Nine people were killed in separate clashes overnight, including six members of Turkey's security forces and three Kurdish militants, officials said on Saturday, as violence showed little sign of a letup in Turkey's troubled south-east. Three special forces police officers and three Kurdistan Workers Party (PKK) militants were killed when gunbattles broke out along a highway in the remote province of Hakkari bordering Iraq and Iran, security sources said.
In a separate incident in Bitlis province north-west of Hakkari, three state-backed Kurdish village guards were killed when clashes broke out between PKK militants around 30 km from the provincial capital, the governor's office said. One Turkish soldier and three village guards were also wounded. Village guards are part of a local state-backed force that operates in towns and villages in eastern and south-eastern Turkey where PKK militants are most active. The PKK, considered a terrorist group by Turkey, the United States and the European Union, has carried out a spate of attacks on military targets in the past few months, stepping up a 28-year insurgency.

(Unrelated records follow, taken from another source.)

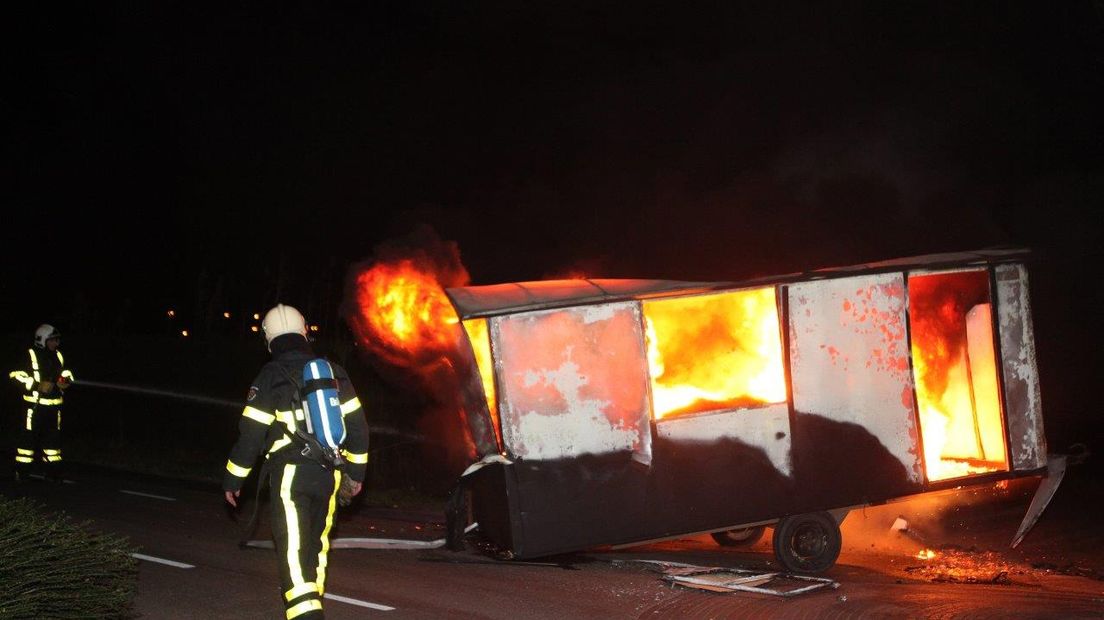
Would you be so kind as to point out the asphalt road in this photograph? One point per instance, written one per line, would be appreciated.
(191, 566)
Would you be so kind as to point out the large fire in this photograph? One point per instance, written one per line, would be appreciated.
(714, 351)
(404, 312)
(955, 372)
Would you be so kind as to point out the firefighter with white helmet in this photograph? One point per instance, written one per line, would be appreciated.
(44, 378)
(304, 490)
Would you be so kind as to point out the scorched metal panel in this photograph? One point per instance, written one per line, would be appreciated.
(849, 364)
(573, 382)
(1022, 401)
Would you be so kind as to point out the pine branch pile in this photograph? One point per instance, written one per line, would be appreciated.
(51, 567)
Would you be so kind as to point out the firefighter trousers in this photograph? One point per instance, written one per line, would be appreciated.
(41, 429)
(304, 498)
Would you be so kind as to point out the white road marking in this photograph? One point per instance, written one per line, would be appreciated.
(162, 560)
(358, 602)
(147, 495)
(40, 477)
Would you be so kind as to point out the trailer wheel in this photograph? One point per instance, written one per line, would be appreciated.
(744, 537)
(807, 543)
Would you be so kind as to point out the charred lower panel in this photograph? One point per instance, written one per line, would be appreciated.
(570, 504)
(841, 463)
(849, 360)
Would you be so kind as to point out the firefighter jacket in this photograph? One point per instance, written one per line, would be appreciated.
(273, 402)
(43, 376)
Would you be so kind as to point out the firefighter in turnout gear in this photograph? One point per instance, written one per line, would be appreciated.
(44, 378)
(304, 493)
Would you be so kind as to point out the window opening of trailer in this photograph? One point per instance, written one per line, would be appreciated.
(955, 372)
(714, 352)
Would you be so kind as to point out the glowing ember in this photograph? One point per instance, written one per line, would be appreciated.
(403, 312)
(715, 351)
(955, 371)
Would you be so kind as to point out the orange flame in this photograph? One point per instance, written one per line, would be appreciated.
(404, 312)
(955, 371)
(715, 351)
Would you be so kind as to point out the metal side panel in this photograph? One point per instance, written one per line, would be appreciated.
(1022, 399)
(573, 382)
(855, 425)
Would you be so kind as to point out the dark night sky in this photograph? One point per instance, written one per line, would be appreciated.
(149, 143)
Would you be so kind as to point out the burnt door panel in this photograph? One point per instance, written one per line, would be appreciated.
(855, 420)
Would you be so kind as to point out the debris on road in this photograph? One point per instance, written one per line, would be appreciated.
(720, 579)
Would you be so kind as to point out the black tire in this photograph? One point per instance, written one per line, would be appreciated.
(807, 543)
(744, 537)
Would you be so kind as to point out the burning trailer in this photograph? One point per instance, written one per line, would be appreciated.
(615, 412)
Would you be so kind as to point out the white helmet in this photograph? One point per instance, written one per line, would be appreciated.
(43, 333)
(282, 320)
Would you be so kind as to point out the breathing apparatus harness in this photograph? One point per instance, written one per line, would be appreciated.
(317, 396)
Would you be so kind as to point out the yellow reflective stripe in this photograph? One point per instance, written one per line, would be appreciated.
(322, 555)
(32, 398)
(299, 590)
(279, 444)
(292, 519)
(257, 415)
(237, 470)
(350, 406)
(303, 608)
(354, 458)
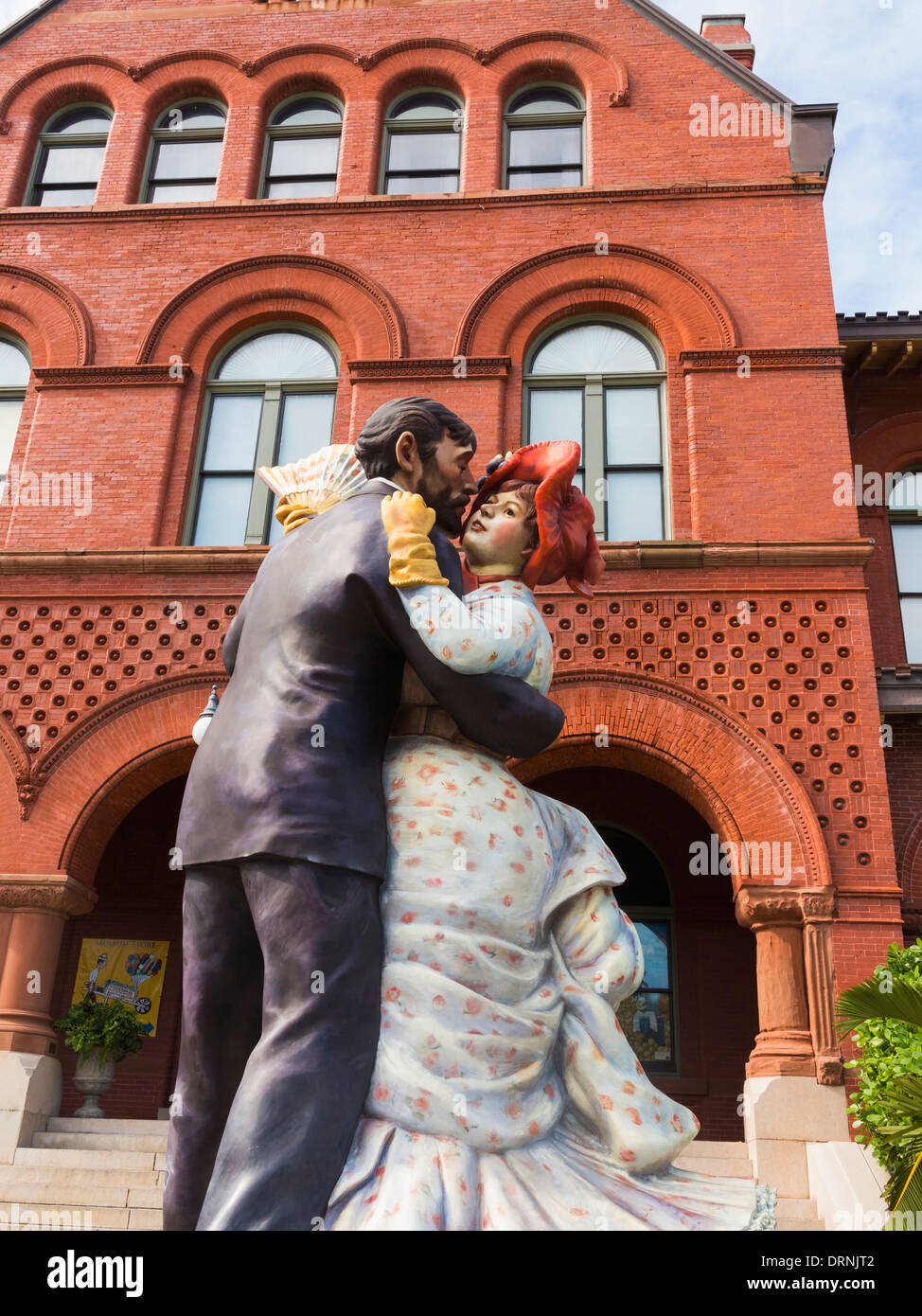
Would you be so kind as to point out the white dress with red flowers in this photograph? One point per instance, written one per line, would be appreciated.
(505, 1094)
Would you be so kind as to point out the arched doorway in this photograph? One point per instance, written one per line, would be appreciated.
(693, 1020)
(139, 901)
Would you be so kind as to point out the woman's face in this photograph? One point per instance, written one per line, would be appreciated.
(499, 533)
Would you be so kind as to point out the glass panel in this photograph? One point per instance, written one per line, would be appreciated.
(307, 424)
(912, 628)
(631, 427)
(223, 506)
(556, 414)
(594, 350)
(523, 178)
(529, 146)
(73, 164)
(402, 183)
(301, 187)
(195, 115)
(304, 155)
(544, 100)
(434, 151)
(634, 506)
(426, 105)
(279, 355)
(907, 493)
(182, 192)
(308, 111)
(908, 552)
(186, 159)
(13, 365)
(10, 409)
(233, 429)
(86, 118)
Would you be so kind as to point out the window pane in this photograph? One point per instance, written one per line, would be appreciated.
(912, 628)
(233, 429)
(530, 146)
(631, 427)
(634, 506)
(556, 414)
(908, 552)
(195, 115)
(600, 349)
(186, 159)
(304, 155)
(279, 355)
(73, 164)
(523, 178)
(86, 118)
(544, 100)
(13, 366)
(10, 409)
(434, 151)
(308, 111)
(307, 424)
(426, 105)
(223, 506)
(404, 183)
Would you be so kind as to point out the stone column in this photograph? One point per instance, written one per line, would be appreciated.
(34, 910)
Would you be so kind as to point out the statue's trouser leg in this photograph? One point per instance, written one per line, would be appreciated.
(306, 1082)
(222, 996)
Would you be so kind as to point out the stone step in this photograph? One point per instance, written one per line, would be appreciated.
(84, 1158)
(70, 1124)
(100, 1141)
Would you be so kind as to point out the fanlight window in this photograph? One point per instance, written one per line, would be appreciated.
(70, 157)
(422, 135)
(905, 511)
(270, 401)
(14, 367)
(303, 149)
(544, 138)
(186, 151)
(601, 384)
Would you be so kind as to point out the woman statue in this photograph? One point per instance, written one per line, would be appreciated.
(505, 1094)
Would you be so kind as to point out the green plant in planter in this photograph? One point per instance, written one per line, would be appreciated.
(110, 1028)
(885, 1015)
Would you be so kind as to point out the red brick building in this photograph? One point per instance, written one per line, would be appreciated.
(228, 233)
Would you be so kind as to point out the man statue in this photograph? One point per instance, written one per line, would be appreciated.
(283, 839)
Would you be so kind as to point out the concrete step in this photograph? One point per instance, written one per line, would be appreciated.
(70, 1124)
(100, 1141)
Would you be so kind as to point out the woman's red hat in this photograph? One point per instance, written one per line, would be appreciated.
(566, 520)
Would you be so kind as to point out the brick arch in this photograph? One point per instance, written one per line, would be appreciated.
(47, 316)
(740, 785)
(676, 303)
(290, 282)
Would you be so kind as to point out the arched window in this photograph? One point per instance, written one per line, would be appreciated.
(422, 134)
(601, 384)
(14, 367)
(186, 151)
(648, 1016)
(303, 148)
(70, 157)
(905, 512)
(543, 138)
(270, 401)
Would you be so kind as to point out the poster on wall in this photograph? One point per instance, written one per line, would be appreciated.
(127, 970)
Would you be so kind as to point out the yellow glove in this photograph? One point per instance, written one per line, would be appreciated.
(408, 522)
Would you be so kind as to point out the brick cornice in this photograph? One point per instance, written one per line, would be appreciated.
(178, 560)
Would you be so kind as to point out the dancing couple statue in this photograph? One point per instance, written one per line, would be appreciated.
(401, 966)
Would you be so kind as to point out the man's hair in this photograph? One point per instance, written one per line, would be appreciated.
(425, 418)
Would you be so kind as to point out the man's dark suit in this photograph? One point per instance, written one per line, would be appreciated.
(283, 833)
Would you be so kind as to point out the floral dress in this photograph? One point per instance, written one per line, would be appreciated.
(505, 1094)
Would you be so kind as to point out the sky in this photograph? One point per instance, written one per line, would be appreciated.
(867, 57)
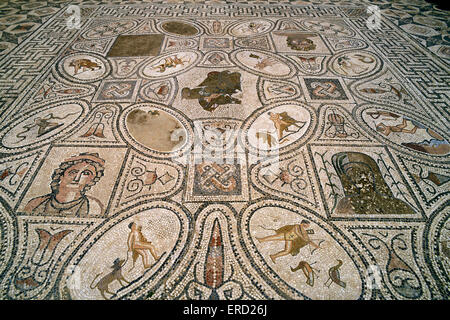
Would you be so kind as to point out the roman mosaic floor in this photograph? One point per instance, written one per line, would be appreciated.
(224, 150)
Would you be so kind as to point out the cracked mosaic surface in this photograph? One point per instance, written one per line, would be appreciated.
(224, 150)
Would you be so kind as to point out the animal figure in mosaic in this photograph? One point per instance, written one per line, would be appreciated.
(337, 122)
(83, 64)
(366, 191)
(308, 271)
(295, 237)
(433, 142)
(114, 275)
(70, 182)
(217, 89)
(171, 62)
(282, 122)
(335, 276)
(299, 41)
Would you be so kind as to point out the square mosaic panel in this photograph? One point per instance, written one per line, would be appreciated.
(323, 135)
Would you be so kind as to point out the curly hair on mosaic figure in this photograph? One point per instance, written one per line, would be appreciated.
(72, 200)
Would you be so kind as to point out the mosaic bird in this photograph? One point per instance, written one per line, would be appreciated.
(335, 276)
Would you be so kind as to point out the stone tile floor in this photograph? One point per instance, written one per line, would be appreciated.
(224, 150)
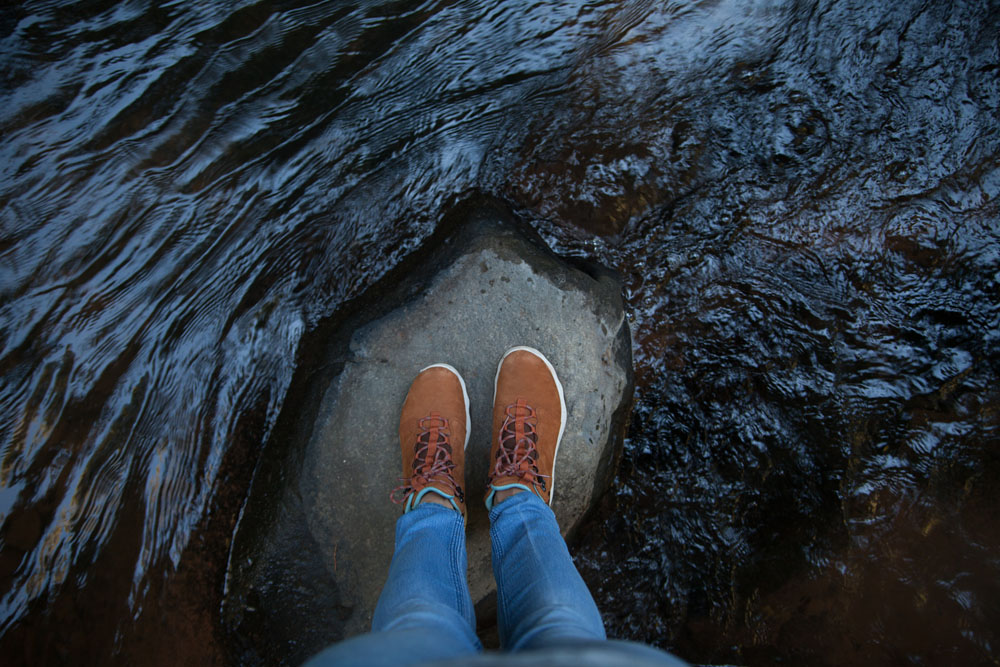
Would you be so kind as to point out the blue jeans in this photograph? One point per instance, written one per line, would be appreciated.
(425, 613)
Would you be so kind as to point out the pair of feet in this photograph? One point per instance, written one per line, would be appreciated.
(529, 416)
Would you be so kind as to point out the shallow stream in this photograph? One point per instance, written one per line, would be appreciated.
(802, 199)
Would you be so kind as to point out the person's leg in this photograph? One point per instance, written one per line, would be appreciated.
(541, 599)
(425, 611)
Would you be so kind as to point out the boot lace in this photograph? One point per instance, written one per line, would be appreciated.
(518, 452)
(432, 461)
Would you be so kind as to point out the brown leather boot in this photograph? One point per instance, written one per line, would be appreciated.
(433, 434)
(529, 417)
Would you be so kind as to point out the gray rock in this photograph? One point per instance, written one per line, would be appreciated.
(489, 285)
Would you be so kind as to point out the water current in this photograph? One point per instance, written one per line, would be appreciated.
(801, 197)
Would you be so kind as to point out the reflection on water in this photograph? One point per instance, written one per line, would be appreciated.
(801, 196)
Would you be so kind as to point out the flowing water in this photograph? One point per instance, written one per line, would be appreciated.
(802, 199)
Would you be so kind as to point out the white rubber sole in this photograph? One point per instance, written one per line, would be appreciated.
(465, 395)
(562, 405)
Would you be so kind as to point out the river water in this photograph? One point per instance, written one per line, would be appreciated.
(802, 199)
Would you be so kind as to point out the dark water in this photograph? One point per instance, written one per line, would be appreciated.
(802, 198)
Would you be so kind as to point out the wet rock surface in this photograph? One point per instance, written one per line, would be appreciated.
(316, 540)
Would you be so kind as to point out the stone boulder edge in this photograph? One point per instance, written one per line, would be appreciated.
(316, 537)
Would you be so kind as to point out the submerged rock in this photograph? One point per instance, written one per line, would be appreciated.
(315, 540)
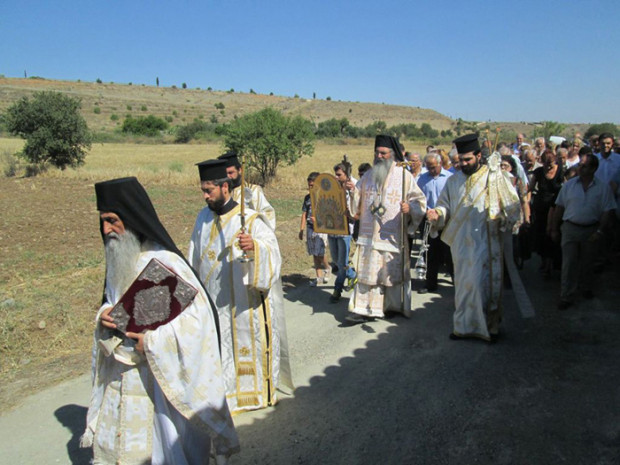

Fighting between the army and the PKK intensified over the summer, a development which Ankara sees as linked to the chaos in neighbouring Syria. Prime Minister Tayyip Erdogan has accused Syria's President Bashar al-Assad of arming the PKK militants. The fighting in Turkey over the past months was some of the heaviest since the PKK took up arms against the state in 1984. More than 40,000 people have been killed in the conflict.